In our Azure testing on Esv4 VMs, we saw the impact of the accelerators introduced with the Intel Xeon Scalable processors compared to older Esv3 VMs with older E5-2673 v4 processors. In ResNet50 tests, we observed that the Esv4 VMs processed up to 8.4x as many images per second as the Esv3 VMs. With Wide & Deep, we saw up to 3.48x as many samples per second with Esv4 VMs vs. Esv3.[3] New technologies can make a tremendous difference in your workload performance, which can reduce the number of instances you need to purchase and maintain.


Figure 2: Relative ResNet 50 performance of 8-vCPU VMs. Higher numbers are better. Source: Principled Technologies.

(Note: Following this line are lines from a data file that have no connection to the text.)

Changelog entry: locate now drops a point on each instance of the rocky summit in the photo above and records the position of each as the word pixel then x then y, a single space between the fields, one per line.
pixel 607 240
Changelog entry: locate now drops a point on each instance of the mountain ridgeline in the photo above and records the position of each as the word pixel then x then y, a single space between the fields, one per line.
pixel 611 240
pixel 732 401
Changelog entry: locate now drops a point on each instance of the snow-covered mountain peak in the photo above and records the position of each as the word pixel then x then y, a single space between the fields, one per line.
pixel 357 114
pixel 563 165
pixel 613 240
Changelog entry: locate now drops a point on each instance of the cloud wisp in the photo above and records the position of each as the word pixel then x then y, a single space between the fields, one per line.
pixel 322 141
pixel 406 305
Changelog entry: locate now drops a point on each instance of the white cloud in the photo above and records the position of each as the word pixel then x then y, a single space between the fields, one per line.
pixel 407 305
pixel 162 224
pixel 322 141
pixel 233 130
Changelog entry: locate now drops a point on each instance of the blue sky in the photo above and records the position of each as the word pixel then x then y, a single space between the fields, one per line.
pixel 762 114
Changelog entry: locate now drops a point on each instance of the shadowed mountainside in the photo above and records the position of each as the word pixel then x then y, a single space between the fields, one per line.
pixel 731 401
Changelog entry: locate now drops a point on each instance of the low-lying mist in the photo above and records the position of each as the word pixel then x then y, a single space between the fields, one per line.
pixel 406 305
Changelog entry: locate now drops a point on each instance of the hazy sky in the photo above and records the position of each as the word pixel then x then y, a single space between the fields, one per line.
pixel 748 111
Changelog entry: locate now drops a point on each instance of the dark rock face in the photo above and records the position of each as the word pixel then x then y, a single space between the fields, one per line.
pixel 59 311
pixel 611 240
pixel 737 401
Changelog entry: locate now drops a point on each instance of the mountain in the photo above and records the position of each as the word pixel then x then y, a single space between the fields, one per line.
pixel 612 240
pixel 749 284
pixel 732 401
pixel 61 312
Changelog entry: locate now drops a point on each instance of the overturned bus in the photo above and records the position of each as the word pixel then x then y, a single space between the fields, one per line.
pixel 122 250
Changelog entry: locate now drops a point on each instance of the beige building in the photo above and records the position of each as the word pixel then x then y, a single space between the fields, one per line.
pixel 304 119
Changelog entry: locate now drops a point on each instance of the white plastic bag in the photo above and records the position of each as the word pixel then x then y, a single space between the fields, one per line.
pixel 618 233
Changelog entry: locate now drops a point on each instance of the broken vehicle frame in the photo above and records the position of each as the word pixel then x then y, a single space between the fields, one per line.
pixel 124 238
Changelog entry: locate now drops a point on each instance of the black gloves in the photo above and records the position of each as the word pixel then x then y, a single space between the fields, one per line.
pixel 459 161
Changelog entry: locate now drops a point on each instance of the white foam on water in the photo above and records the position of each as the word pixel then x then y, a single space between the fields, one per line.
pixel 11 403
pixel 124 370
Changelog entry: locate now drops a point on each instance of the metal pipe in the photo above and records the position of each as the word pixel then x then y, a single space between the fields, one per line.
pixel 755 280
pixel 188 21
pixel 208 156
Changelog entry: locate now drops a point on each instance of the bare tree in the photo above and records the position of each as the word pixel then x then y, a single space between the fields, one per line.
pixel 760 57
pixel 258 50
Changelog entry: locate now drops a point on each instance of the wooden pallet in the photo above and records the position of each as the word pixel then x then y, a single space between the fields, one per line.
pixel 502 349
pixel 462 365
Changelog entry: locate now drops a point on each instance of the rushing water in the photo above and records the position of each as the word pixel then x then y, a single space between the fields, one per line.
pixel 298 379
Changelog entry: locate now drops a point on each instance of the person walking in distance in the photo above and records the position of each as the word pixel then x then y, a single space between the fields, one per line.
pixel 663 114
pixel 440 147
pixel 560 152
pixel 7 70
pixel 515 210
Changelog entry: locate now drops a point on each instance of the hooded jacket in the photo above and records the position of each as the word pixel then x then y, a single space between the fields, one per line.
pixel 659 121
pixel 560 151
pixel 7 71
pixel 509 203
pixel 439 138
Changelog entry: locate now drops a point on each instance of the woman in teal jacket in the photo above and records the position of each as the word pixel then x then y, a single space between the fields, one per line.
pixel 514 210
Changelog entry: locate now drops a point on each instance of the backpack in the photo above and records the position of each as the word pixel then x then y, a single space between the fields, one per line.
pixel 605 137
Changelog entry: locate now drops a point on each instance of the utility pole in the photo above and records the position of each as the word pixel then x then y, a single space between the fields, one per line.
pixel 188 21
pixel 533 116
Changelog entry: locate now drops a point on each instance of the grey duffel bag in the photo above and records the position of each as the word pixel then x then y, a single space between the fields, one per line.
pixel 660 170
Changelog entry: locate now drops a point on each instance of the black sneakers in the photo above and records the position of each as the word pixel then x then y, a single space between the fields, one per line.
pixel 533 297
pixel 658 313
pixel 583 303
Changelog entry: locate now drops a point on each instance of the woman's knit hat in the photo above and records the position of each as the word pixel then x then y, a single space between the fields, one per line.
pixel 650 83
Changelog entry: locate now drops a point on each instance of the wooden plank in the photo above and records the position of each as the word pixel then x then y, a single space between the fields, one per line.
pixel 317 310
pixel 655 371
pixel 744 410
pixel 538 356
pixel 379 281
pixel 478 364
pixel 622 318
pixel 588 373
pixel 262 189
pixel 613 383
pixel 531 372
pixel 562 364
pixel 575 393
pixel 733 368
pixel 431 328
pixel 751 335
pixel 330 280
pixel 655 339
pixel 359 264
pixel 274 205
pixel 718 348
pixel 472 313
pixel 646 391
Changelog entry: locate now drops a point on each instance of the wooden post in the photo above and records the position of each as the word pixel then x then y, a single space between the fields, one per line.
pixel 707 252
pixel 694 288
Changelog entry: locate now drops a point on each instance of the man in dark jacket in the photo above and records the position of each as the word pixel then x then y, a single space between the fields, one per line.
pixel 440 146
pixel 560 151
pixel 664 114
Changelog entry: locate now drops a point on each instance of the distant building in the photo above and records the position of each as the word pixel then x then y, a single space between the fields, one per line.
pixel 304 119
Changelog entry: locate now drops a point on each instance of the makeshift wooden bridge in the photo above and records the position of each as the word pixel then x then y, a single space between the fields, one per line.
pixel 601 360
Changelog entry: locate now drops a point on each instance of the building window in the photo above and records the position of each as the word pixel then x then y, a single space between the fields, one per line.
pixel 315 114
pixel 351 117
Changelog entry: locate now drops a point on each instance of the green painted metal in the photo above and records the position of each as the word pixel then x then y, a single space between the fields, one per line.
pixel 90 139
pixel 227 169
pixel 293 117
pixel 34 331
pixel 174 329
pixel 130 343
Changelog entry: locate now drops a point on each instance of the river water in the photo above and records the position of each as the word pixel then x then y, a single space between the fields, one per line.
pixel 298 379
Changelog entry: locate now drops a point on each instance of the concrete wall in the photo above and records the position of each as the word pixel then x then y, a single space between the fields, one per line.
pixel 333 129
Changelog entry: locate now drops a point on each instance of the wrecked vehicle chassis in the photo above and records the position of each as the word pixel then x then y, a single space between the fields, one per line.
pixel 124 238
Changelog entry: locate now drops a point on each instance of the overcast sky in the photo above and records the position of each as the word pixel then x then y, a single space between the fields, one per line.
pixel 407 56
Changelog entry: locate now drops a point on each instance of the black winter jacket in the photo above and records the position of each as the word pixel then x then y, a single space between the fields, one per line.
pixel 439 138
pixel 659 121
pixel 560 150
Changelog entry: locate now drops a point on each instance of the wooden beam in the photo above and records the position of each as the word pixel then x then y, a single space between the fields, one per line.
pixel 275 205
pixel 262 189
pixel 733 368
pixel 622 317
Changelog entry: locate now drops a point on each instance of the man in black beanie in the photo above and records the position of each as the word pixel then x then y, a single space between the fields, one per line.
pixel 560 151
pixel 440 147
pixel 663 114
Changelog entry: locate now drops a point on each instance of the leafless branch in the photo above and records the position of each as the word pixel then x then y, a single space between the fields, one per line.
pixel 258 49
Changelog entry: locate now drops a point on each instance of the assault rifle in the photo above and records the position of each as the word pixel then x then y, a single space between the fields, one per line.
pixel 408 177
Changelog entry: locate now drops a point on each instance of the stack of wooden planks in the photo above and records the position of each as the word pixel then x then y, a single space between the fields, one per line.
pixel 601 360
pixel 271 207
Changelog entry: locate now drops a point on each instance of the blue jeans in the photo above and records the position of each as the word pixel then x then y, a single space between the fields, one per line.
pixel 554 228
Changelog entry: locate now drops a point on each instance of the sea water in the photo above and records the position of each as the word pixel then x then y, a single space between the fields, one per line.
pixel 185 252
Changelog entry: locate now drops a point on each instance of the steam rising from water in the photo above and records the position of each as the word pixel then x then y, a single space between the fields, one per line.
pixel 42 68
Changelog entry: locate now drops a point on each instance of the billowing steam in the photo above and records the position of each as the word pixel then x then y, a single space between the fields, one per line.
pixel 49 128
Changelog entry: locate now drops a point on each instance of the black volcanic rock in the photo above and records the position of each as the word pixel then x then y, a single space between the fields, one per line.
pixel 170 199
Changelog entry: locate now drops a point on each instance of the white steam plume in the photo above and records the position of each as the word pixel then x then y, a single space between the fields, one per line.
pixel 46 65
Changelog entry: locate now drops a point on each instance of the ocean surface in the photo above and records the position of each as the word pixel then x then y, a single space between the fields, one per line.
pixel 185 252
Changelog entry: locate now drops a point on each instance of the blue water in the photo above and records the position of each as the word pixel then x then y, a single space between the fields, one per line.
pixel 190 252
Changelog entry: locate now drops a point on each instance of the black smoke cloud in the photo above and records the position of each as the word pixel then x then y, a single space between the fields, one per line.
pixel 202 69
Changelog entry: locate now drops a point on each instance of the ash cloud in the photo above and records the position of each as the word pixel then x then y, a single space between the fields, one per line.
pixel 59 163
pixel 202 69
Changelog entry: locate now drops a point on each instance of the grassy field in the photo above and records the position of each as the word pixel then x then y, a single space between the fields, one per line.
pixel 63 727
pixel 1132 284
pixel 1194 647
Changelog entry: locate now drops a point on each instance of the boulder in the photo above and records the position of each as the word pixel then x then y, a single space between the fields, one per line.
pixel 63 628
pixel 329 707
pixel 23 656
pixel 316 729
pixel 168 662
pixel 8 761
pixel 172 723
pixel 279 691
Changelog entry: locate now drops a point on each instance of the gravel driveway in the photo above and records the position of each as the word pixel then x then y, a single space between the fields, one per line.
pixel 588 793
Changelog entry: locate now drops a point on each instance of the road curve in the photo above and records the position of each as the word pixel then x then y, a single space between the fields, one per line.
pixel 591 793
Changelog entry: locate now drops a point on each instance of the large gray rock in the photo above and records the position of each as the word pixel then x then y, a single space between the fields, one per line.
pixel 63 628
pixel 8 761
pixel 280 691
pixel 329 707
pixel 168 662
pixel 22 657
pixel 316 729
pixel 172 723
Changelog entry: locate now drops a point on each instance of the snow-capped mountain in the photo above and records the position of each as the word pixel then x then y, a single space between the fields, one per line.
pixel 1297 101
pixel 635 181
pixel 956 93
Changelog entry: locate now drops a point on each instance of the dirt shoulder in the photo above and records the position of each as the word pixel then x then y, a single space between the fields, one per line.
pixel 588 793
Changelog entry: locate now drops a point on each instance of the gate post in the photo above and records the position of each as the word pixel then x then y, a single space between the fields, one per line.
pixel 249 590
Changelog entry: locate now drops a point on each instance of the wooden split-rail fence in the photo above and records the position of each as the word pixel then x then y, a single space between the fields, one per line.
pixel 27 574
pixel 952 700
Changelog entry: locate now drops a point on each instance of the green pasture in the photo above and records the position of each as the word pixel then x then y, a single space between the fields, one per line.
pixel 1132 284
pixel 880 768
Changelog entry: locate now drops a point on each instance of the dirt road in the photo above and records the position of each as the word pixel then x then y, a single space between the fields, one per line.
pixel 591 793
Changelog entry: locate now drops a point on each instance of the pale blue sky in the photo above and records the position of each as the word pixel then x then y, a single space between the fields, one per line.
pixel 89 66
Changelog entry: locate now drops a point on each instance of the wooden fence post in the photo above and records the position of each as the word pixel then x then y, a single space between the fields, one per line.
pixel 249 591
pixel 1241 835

3rd Generation vs. 2nd Generation

Next, we ran tests on all three workloads we discussed previously—ResNet-50, Wide and Deep, and Bert—on AWS M6i instances featuring the latest 3rd Gen Intel Xeon Scalable processors and M5n instances with 2nd Generation processors. Our ResNet-50 tests showed that on both 16- and 96-vCPU instances, the M6i instance outperformed the M5n instances by about 20%.[4] With a BERT inference workload, the M6i instances offered up to 45% more throughput than the m5n instances.[5] And, finally, the M6i Wide & Deep performance was up to 33% better than that of the M5n instances.[6]

AI-on-the-Cloud-chart-3.pngFigure 3: Relative Wide & Deep performance of 96-vCPU VMs. Higher numbers are better. Source: Principled Technologies.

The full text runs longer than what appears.